This document contains forward-looking statements within the meaning of the Private Securities Litigation Reform Act of 1995, as amended, that reflect AtlasClear’s and Quantum’s current views with respect to, among other things, the future operations and financial performance of AtlasClear, Quantum and the combined company. Forward-looking statements in this website may be identified by the use of words such as “anticipate,” “assume,” “believe,” “continue,” “could,” “estimate,” “expect,” “foreseeable,” “future,” “intend,” “may,” “outlook,” “plan,” “potential,” “proposed” “predict,” “project,” “seek,” “should,” “target,” “trends,” “will,” “would” and similar terms and phrases. Forward-looking statements contained in this website include, but are not limited to, statements as to (i) expectations regarding the Proposed Transaction, including timing for its consummation, (ii) anticipated use of proceeds from the transaction, (iii) AtlasClear’s and Quantum’s expectations as to various operational results and market conditions, (iv) AtlasClear’s anticipated growth strategy, including the proposed acquisitions, (v) anticipated benefits of the Proposed Transaction and proposed acquisitions, (vi) the financial technology of the combined entity, and (vii) expected listing of the combined company.

 

 

 

 

The forward-looking statements contained in this document are based on the current expectations of AtlasClear, Quantum and their respective management and are subject to risks and uncertainties.
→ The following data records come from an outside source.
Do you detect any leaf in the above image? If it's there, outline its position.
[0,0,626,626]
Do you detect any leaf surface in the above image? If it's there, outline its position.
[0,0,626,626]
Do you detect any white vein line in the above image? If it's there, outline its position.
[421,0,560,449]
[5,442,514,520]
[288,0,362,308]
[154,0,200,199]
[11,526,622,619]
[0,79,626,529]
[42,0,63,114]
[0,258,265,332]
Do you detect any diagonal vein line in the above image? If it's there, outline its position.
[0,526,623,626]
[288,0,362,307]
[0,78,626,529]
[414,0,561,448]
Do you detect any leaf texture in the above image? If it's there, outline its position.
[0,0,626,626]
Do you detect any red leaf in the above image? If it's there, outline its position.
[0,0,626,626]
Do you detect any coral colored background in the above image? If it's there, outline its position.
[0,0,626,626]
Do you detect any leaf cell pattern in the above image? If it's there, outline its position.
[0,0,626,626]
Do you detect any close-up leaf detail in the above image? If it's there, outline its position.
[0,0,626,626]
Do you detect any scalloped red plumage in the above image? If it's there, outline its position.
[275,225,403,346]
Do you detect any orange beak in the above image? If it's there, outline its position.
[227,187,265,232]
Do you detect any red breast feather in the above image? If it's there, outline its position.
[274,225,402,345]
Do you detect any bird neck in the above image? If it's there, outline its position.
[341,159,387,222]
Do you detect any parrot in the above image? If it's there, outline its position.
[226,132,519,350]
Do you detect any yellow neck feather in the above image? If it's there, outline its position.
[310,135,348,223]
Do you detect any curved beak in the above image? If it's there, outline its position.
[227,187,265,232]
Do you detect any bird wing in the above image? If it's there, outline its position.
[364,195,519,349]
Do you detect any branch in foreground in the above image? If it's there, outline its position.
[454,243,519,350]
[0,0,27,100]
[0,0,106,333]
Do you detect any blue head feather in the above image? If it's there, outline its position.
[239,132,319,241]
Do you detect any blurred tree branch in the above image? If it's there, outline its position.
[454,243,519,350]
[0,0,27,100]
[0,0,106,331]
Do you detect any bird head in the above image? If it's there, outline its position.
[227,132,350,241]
No assurance can be given that future developments affecting AtlasClear, Quantum or the combined company will be those that are anticipated. Actual results may differ materially from current expectations due to changes in global, regional or local economic, business, competitive, market, regulatory and other factors, many of which are beyond the control of AtlasClear and Quantum. Should one or more of these risks or uncertainties materialize, or should any of the assumptions prove incorrect, actual results may vary in material respects from those projected in these forward-looking statements. Factors that could cause actual results to differ may emerge from time to time, and it is not possible to predict all of them.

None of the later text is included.